Pedido de acesso: entregar um cadastro não encerra a resposta
O pedido de acesso permite ao titular confirmar se há tratamento e conhecer seus dados e informações relacionadas. Atender não é apenas exportar uma tela: pode exigir localizar fontes, sistemas, perfis, comunicações e destinatários, explicar finalidades e proteger dados de terceiros. A resposta deve ser clara e compatível com o escopo solicitado.
A organização que procura apenas no CRM pode afirmar que entregou “todos os dados” e esquecer suporte, marketing, gravações, planilhas, logs e fornecedores — exatamente onde costumam estar os dados mais difíceis.
Por Giovanny Maciel, Sócio-fundador
Pedido de acesso parece simples até a empresa precisar encontrar todos os dados da pessoa sem entregar informação de outra pessoa junto. Pela LGPD, o titular pode obter confirmação e acesso aos seus dados, mas a resposta precisa respeitar segurança, segredos protegidos e direitos de terceiros.
Comece pelo escopo, não pela exportação do sistema
Uma extração bruta do CRM pode conter observações internas, dados de contatos relacionados, documentos de terceiros e campos técnicos que exigem análise. O fluxo deve identificar onde há dados do titular, reunir resultados e revisar o conteúdo antes da entrega.
Uma sequência segura costuma ser:
- confirmar a identidade de forma proporcional;
- registrar exatamente o que foi pedido;
- consultar as fontes mapeadas;
- separar dados do titular de dados de terceiros;
- preparar resposta inteligível e segura;
- registrar data, conteúdo e meio de entrega.
“Não encontramos” precisa ser uma conclusão auditável
Se uma área consulta apenas o sistema principal, pode ignorar suporte, marketing, documentos locais ou fornecedores.
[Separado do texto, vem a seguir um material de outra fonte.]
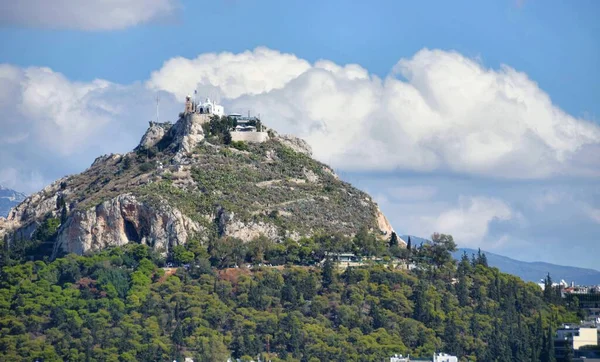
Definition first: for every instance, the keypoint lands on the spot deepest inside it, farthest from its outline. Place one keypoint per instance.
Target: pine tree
(548, 289)
(568, 350)
(328, 273)
(548, 347)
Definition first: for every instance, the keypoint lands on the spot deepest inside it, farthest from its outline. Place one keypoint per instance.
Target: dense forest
(281, 301)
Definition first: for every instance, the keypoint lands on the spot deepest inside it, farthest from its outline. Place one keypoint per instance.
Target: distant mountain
(8, 199)
(534, 271)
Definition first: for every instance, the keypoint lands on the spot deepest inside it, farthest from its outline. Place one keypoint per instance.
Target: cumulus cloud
(84, 15)
(435, 111)
(469, 222)
(51, 126)
(228, 75)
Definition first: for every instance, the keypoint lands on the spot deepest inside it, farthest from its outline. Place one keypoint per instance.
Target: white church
(207, 107)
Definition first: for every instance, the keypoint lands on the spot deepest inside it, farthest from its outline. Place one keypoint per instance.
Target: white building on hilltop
(210, 107)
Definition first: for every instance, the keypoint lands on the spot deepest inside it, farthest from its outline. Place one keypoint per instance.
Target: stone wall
(256, 137)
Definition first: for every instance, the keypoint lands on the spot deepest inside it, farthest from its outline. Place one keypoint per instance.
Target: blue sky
(546, 207)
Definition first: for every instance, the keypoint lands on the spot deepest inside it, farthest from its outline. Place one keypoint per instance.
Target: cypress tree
(327, 273)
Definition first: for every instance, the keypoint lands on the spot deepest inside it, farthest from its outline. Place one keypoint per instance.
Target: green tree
(328, 276)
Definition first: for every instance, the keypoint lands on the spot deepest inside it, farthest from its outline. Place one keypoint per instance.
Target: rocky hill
(8, 199)
(185, 180)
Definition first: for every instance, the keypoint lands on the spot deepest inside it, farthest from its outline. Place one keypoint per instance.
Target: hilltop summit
(189, 180)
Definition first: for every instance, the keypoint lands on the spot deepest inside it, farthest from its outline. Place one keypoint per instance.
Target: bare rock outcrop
(188, 132)
(154, 134)
(296, 144)
(122, 220)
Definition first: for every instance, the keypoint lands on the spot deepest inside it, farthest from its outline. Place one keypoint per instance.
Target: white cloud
(227, 74)
(51, 126)
(85, 15)
(469, 222)
(449, 113)
(445, 113)
(412, 193)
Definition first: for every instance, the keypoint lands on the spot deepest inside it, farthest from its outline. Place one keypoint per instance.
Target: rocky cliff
(8, 199)
(180, 183)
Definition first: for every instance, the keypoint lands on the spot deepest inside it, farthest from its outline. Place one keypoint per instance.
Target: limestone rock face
(296, 144)
(154, 134)
(188, 132)
(385, 227)
(123, 220)
(187, 187)
(24, 218)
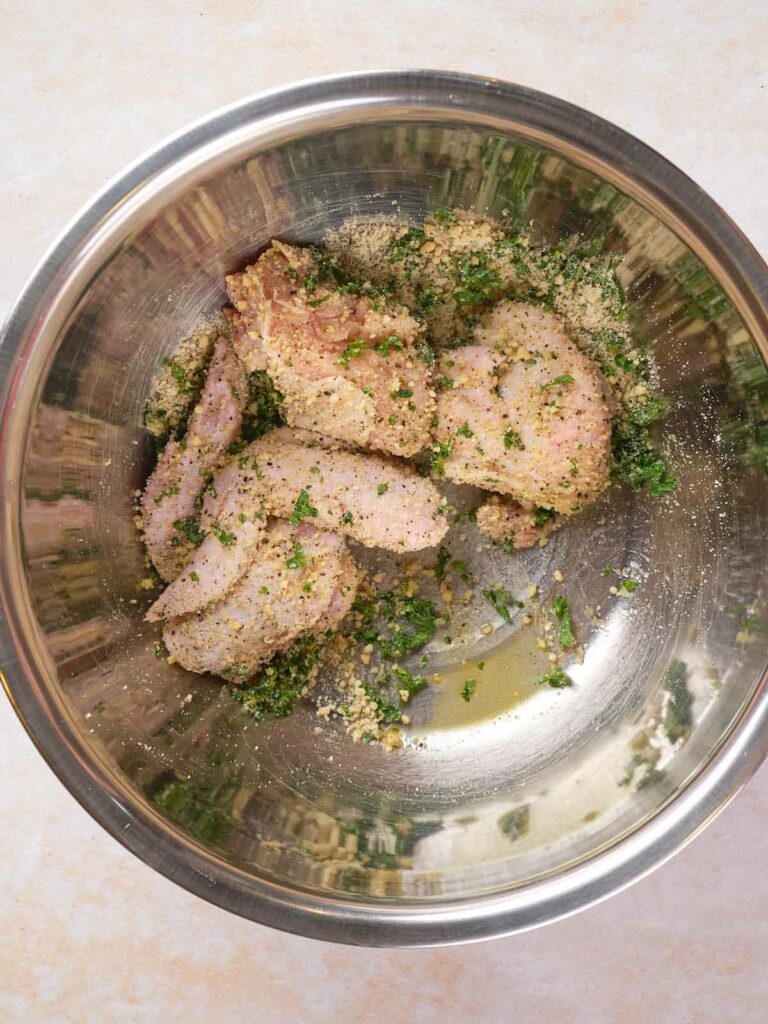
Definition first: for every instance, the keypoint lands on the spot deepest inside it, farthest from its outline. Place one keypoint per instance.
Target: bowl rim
(418, 94)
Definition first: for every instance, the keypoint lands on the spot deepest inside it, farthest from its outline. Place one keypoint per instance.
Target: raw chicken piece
(378, 503)
(523, 412)
(179, 474)
(514, 522)
(273, 603)
(347, 366)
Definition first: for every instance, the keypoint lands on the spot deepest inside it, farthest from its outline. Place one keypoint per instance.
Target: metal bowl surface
(502, 821)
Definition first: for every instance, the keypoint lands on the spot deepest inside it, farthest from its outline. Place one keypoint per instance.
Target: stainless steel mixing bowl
(501, 822)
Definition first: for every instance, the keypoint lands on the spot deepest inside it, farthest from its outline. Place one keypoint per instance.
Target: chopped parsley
(542, 516)
(513, 439)
(477, 282)
(557, 382)
(302, 509)
(396, 624)
(558, 679)
(635, 460)
(272, 692)
(263, 411)
(624, 584)
(401, 247)
(297, 559)
(354, 349)
(408, 683)
(562, 612)
(425, 352)
(426, 300)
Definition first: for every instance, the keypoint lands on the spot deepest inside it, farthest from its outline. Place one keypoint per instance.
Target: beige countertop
(88, 933)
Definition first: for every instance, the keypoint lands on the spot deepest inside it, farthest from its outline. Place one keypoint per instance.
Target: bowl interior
(529, 783)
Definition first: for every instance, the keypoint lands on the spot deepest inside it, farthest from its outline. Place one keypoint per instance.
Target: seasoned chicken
(180, 472)
(348, 366)
(380, 504)
(516, 523)
(523, 412)
(281, 596)
(246, 343)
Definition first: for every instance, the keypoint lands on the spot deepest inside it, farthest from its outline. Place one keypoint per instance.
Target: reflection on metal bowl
(528, 805)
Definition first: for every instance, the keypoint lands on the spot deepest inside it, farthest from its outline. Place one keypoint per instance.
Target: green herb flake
(558, 679)
(477, 282)
(401, 247)
(443, 557)
(560, 381)
(166, 493)
(408, 683)
(513, 439)
(426, 300)
(302, 509)
(273, 690)
(353, 350)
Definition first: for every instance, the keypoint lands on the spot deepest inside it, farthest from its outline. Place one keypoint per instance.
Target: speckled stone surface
(87, 933)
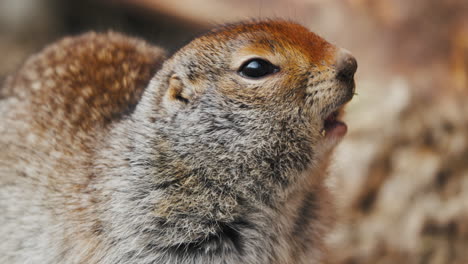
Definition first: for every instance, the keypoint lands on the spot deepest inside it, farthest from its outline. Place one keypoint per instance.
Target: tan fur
(198, 165)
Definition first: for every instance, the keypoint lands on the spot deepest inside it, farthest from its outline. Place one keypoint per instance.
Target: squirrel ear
(177, 91)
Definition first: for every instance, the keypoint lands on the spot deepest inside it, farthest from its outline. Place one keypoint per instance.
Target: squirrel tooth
(154, 160)
(323, 132)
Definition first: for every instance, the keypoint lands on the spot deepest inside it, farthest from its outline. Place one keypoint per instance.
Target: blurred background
(401, 174)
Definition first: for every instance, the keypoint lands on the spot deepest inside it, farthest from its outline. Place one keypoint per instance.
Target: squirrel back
(215, 155)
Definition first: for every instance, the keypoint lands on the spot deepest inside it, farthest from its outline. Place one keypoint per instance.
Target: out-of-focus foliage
(401, 174)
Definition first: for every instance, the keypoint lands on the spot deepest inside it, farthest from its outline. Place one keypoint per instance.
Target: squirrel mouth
(333, 127)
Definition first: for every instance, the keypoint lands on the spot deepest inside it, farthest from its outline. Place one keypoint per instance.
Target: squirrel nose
(346, 65)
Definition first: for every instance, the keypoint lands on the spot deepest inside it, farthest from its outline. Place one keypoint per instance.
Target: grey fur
(219, 178)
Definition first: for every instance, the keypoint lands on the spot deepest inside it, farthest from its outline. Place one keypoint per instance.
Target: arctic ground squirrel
(111, 153)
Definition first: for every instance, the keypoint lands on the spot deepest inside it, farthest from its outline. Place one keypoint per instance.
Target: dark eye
(257, 68)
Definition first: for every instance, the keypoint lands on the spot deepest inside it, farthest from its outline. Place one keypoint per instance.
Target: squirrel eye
(257, 68)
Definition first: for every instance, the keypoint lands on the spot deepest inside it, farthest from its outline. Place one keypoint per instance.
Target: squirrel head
(267, 90)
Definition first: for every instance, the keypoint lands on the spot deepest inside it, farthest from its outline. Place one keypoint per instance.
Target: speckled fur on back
(199, 165)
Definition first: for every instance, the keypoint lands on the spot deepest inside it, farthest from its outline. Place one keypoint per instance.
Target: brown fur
(202, 166)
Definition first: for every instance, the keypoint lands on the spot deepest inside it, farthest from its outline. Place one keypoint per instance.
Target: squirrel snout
(346, 65)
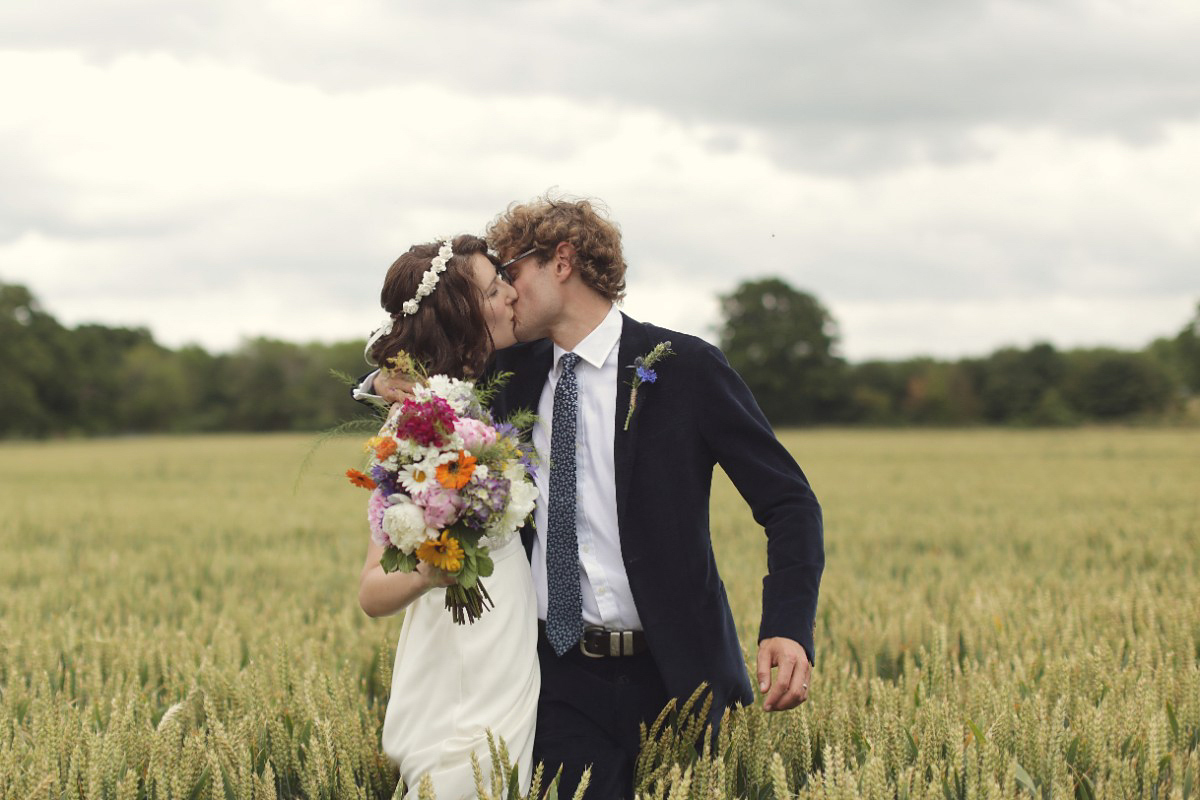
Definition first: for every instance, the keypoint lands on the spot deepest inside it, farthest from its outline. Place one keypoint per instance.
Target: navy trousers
(588, 715)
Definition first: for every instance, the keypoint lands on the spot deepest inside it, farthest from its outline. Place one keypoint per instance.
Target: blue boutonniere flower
(643, 373)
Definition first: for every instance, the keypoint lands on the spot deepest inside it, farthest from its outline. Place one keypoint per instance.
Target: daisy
(419, 476)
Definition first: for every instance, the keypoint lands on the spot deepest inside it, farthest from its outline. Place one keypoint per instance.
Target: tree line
(96, 379)
(784, 343)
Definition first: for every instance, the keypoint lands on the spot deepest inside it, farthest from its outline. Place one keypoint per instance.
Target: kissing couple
(610, 605)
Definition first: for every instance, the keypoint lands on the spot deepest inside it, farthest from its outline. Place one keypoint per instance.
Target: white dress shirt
(607, 599)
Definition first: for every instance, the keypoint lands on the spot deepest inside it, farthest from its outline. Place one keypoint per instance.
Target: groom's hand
(393, 386)
(791, 684)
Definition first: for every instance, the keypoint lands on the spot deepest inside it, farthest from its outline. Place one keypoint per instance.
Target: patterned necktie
(564, 603)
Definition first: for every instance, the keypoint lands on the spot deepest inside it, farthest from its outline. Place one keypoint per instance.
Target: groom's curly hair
(546, 221)
(448, 335)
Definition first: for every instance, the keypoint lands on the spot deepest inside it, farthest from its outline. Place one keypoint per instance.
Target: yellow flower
(360, 479)
(444, 553)
(456, 474)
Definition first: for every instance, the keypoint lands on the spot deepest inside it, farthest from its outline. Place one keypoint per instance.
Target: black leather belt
(600, 642)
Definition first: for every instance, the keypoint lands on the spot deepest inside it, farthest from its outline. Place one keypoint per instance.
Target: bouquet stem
(468, 605)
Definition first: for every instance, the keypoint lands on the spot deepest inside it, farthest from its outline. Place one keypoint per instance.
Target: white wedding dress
(453, 683)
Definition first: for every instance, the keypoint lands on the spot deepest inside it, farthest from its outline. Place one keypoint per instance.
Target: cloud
(833, 86)
(225, 169)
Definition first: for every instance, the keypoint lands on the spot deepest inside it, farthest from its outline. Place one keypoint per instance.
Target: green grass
(1002, 613)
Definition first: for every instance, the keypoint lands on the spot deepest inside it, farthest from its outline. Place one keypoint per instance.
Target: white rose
(405, 524)
(522, 498)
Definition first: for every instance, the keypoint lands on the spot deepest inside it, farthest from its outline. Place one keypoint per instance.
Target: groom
(633, 609)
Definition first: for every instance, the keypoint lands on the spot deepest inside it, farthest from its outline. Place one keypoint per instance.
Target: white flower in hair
(431, 277)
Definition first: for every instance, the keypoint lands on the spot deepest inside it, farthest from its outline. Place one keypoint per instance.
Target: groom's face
(538, 296)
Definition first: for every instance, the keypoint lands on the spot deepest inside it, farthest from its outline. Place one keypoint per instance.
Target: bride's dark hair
(448, 335)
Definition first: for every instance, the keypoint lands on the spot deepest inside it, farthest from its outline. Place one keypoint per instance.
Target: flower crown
(424, 289)
(431, 277)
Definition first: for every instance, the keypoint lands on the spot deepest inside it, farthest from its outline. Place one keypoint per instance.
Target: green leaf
(1085, 791)
(390, 559)
(1025, 781)
(1072, 751)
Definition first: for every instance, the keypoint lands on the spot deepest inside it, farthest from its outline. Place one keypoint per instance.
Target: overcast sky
(947, 176)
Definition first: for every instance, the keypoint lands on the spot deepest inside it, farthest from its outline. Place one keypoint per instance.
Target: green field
(1002, 614)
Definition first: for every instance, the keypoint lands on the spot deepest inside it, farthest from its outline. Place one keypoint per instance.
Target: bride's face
(498, 299)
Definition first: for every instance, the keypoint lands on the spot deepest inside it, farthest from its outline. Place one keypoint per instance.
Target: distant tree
(1114, 385)
(1015, 382)
(783, 342)
(24, 362)
(1187, 353)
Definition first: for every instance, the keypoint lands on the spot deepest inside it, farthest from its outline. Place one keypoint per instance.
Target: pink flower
(474, 433)
(441, 507)
(376, 505)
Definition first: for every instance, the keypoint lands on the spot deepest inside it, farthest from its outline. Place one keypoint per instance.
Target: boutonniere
(643, 373)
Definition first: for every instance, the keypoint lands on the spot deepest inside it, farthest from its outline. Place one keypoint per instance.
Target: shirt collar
(599, 343)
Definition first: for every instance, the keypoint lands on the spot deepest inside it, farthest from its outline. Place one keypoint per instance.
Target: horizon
(214, 170)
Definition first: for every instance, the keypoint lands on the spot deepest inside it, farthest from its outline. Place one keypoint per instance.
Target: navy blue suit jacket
(699, 414)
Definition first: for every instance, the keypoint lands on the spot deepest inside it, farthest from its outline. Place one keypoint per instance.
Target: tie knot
(569, 360)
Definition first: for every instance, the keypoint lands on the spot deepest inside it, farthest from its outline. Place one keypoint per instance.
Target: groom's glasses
(503, 269)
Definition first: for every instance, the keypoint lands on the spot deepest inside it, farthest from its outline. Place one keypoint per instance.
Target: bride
(454, 683)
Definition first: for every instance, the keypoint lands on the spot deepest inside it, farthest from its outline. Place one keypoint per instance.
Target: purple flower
(441, 507)
(481, 499)
(384, 479)
(647, 376)
(376, 506)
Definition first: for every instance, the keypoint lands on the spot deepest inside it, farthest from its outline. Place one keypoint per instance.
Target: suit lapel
(529, 374)
(634, 343)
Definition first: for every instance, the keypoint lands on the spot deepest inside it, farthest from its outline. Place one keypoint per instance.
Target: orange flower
(444, 553)
(455, 474)
(360, 479)
(385, 447)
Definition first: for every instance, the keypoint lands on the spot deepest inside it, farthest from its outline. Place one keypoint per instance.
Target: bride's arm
(382, 594)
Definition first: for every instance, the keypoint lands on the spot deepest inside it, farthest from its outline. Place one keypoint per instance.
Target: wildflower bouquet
(448, 485)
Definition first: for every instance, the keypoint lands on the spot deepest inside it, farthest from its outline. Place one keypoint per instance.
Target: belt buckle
(583, 642)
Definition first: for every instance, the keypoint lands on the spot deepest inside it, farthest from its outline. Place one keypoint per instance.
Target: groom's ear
(563, 260)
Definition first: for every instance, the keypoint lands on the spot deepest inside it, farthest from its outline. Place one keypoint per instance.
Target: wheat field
(1003, 614)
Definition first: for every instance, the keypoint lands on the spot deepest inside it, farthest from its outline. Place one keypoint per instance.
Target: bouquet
(448, 485)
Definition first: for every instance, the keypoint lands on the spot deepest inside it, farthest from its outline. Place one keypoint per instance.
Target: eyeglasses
(503, 269)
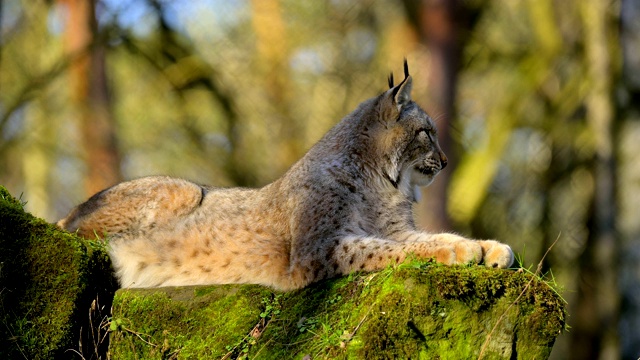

O mapeamento de dados é o que torna a busca reproduzível. Sem ele, a qualidade da resposta depende da memória de quem recebeu a solicitação.
O canal de entrega também importa. Enviar arquivo com dados pessoais para endereço não verificado ou link público cria um novo incidente no momento em que se tenta cumprir um direito.
A resposta é parte do programa de governança
Pedidos recorrentes revelam falhas de transparência e de arquitetura. Se muitos titulares perguntam por que recebem determinada campanha, talvez o problema esteja no aviso ou na base legal, não no atendimento. Se a localização de dados demora semanas, o problema pode ser de inventário e retenção.
Por isso direitos do titular não devem ser tratados como tarefa isolada do encarregado. Produto, RH, atendimento, TI e fornecedores precisam saber como localizar e devolver informação sem comprometer outras pessoas.
Informações derivadas e histórico também merecem análise
A empresa não deve restringir a busca aos campos que o titular digitou. Dependendo da operação, pode haver dados gerados por atendimento, preferências, registros de uso ou classificações relacionadas à pessoa. O escopo jurídico da resposta precisa ser avaliado sem confundir acesso a dados pessoais com entrega irrestrita de segredos, lógica interna ou informações de terceiros.
Fornecedor não pode ser buraco negro
Se parte relevante do tratamento ocorre em operador, o contrato e o procedimento devem permitir localizar dados dentro do prazo interno. “Está no sistema do fornecedor” não é resposta operacional. Testar esse fluxo antes de receber um pedido real revela integrações que não oferecem busca, exportação ou exclusão adequada.
A documentação final deve registrar quais fontes foram consultadas e por quem. Essa trilha ajuda a responder nova solicitação do mesmo titular e comprova que a busca não se limitou ao primeiro sistema lembrado pela equipe.
Perguntas frequentes
A empresa pode pedir documento de identidade?
Pode adotar verificação proporcional para evitar acesso indevido, mas não deve coletar prova excessiva ou reutilizá-la sem necessidade.
É preciso entregar documentos internos completos?
Não necessariamente. O direito é de acesso aos dados e informações aplicáveis; segredos, direitos de terceiros e contexto documental exigem tratamento cuidadoso.